EUROPARAT
Montenegro wird Anfang Mai 47. Mitglied des Europäischen Staatenbundes
Anders als bei der EU ist beim Europarat der halbjährliche Wechsel der Präsidentschaft meist eine Routineübung. Wenn am 10. und 11. Mai bei der Tagung des Ministerkomitees, in das die 46 Außenminister ihre Straßburger Botschafter entsenden, der Vorsitz von San Marino zu Serbien wechselt, ist das etwas anderes: Bei diesem Treffen soll Montenegro die 47. Mitgliedsnation des Staatenbunds werden.
Im Prinzip ist das Ministerkomitee als höchstes Gremium des Europarats nicht an das Votum der Parlamentarischen Versammlung gebunden, doch nach deren Ja Ende April steht die Zustimmung der Botschafterrunde zur Aufnahme des Balkanlands außer Frage. Ein bloß formeller Akt ist der Beitritt indes keineswegs: Montenegro werden eine Reihe von Auflagen wie vor allem die Verabschiedung einer neuen Verfassung gemacht, um demokratisch-rechtsstaatliche Standards zu gewährleisten. Vorgaben, die nicht nötig wären, wenn nicht eine Reihe von Defiziten und Problemen existieren würden. Von April 2003 bis Juni 2006 gehörte das Land als Teil der Staatenunion Serbien-Montenegro schon einmal indirekt dem Europarat an. Nach der Unabhängigkeitserklärung im Juni 2006 stellte die Regierung in Podgorica sofort einen eigenen Aufnahmeantrag in Straßburg.

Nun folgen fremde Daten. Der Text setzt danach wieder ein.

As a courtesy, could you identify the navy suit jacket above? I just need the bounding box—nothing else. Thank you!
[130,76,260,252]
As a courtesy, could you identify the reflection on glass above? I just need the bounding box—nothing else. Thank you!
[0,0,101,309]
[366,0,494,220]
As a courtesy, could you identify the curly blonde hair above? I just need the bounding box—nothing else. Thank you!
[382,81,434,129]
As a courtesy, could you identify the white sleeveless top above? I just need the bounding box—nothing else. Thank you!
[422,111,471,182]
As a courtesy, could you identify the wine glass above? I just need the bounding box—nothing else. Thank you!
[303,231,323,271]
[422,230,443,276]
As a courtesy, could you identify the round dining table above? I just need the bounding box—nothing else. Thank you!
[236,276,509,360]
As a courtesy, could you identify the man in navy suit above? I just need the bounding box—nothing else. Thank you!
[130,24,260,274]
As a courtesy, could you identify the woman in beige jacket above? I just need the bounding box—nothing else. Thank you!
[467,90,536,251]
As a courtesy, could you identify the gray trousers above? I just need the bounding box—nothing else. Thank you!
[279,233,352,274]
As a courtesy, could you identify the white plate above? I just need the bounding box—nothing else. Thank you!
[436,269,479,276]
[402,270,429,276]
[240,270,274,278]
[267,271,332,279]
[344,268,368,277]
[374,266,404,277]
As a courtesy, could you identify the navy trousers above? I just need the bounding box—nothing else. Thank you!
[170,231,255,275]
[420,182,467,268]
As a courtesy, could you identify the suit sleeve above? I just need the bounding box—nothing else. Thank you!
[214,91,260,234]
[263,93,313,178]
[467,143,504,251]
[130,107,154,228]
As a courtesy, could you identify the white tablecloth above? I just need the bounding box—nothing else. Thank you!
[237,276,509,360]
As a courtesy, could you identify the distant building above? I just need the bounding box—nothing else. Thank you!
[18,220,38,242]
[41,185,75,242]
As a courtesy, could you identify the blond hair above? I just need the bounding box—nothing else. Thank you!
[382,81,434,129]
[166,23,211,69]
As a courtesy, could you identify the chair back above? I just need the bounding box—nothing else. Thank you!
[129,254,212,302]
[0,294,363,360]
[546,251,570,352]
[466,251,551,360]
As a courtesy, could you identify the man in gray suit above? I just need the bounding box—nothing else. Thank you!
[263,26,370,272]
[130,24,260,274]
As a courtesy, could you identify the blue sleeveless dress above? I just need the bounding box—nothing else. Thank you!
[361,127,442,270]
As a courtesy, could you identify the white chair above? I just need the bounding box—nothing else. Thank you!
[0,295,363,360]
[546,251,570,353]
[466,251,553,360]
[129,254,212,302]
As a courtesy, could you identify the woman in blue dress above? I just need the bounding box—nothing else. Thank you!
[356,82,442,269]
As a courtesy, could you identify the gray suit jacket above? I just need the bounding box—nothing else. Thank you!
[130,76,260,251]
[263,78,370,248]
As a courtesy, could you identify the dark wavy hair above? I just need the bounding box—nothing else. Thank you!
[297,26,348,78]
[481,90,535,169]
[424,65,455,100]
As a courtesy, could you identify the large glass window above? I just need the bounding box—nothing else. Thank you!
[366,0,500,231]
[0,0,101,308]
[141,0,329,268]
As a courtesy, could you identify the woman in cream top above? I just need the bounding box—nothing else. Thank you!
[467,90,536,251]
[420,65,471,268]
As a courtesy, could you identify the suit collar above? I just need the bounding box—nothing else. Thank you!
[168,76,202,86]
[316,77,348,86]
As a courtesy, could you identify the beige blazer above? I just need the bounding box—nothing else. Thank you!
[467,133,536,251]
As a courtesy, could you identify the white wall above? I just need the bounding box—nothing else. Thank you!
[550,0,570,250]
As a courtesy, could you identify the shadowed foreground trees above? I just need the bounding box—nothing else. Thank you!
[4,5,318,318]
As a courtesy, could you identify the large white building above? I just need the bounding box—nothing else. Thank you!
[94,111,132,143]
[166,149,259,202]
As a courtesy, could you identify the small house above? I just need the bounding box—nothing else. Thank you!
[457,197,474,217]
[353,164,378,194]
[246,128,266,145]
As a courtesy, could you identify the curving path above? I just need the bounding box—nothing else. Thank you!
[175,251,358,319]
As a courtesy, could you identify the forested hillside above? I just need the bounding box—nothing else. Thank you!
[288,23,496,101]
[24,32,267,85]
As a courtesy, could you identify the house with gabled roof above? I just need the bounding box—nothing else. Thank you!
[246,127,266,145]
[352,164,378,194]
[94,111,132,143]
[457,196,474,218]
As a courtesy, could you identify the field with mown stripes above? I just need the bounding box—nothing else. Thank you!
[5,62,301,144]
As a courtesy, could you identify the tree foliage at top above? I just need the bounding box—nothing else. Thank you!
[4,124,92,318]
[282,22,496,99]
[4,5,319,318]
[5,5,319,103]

Laut den von den Europaratsmitgliedern verfügten Auflagen muss Montenegro innerhalb eines Jahres eine neue Verfassung in Kraft setzen, in der unter anderem die Unabhängigkeit der Justiz, die Unterstellung des Militärs unter einen zivilen Oberbefehl, Minderheitenrechte und das Verbot der Todesstrafe verankert sind. Gerade die Unabhängigkeit der Justiz ist im Osten des Kontinents häufig ein heikler Punkt. So verlangt Straßburg auch, jenseits hehrer Verfassungsprinzipien das Justizwesen so auszugestalten, dass politischer Einfluss auf die Ernennung von Richtern und Staatsanwälten wie auch auf deren Arbeit ausgeschlossen wird. Berichterstatter Jean-Charles Gardetto: "Die Reformen müssen beschleunigt werden, um die Verpflichtungen in die Praxis umzusetzen." Die Garantie der Unabhängigkeit der Medien und die Installierung eines Bürgerbeauftragten stehen ebenfalls im Forderungskatalog des Europarats. Die Regierung in Podgorica muss überdies zusagen, die Zustände in Gefängnissen zu verbessern. Wenn die montenegrinische Delegation von der Sitzung des Ministerkomitees nach Hause fährt, wird sie zudem eine lange Liste mit Europarats-Konventionen bei sich führen, die zu ratifizieren sind: Dazu zählt nicht zuletzt die Sozialcharta - die im Übrigen erst von 23 Mitgliedsländern in Kraft gesetzt wurde.